AirVPN Review

Every VPN company boasts superiority in one way yet another, calling themselves the fastest, the most secure or something similar to that. But AirVPN skips the superlatives and just offers on its own as the “air to breathe the true internet” – and granted how infected the web is with trackers, spyware and adware, ads and bots, that’s a pretty appealing promise.

The Italy-based company was made in 2010 like a passion project by a category of hackers who prioritize privateness and net neutrality. They’ve seeing that grown into a service which has a generous hardware network, adaptable apps and unique additional like an advanced DNS redirecting system which can bypass geo-restrictions.

AirVPN’s reliability features include industry-standard 256-bit AES encryption and a demanding no-logs policy, along with an advanced kill switch and split tunneling. There are also a handful of interesting additional items, such as support for Durchgang and total leak security (I could not find any IP, DNS or WebRTC leaks).

The app can be very intuitive and straightforward to use, though it’s not the flashiest looking out there.
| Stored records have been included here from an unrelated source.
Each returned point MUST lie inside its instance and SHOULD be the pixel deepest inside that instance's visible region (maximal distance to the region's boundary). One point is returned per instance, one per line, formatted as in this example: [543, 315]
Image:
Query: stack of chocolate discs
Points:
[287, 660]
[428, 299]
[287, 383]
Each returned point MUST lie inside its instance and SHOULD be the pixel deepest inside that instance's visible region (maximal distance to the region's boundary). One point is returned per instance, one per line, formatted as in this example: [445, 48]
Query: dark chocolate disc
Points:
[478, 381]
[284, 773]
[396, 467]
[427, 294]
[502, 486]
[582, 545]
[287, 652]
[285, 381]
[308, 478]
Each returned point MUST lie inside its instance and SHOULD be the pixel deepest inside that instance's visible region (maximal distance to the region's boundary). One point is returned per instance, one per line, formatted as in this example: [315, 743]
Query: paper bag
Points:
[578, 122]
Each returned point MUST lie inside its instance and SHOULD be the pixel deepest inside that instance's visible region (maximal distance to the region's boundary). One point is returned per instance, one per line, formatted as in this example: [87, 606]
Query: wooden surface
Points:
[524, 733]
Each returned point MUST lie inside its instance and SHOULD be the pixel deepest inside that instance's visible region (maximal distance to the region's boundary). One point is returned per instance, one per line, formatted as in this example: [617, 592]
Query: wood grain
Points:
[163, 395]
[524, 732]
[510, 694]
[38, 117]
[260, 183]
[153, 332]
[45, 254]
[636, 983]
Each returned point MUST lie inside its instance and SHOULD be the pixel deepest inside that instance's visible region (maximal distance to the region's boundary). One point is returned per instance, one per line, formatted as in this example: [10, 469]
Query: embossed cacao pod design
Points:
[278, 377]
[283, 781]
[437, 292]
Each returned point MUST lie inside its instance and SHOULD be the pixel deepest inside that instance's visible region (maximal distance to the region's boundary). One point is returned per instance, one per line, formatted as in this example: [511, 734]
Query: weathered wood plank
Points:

You can monitor live web server status info and load by a list of countries, including suggested servers to get specific purposes. The application is a joy to work with, thanks to Eddie, the helpful va brings about sure youre set up for success from the start.

AirVPN has a a large number of platform compatibilities, and you can use the same app upon desktop computer systems, mobile devices, well-known routers and in some cases gaming systems and brilliant TVs. The support is available for a wide variety of Linux distributions, with 64-bit and 32-bit GUI apps just for Debian, Ubuntu, Fedora and Arch; and portable Delicioso and command-line versions for all of them as well as Raspberry Professional indemnity.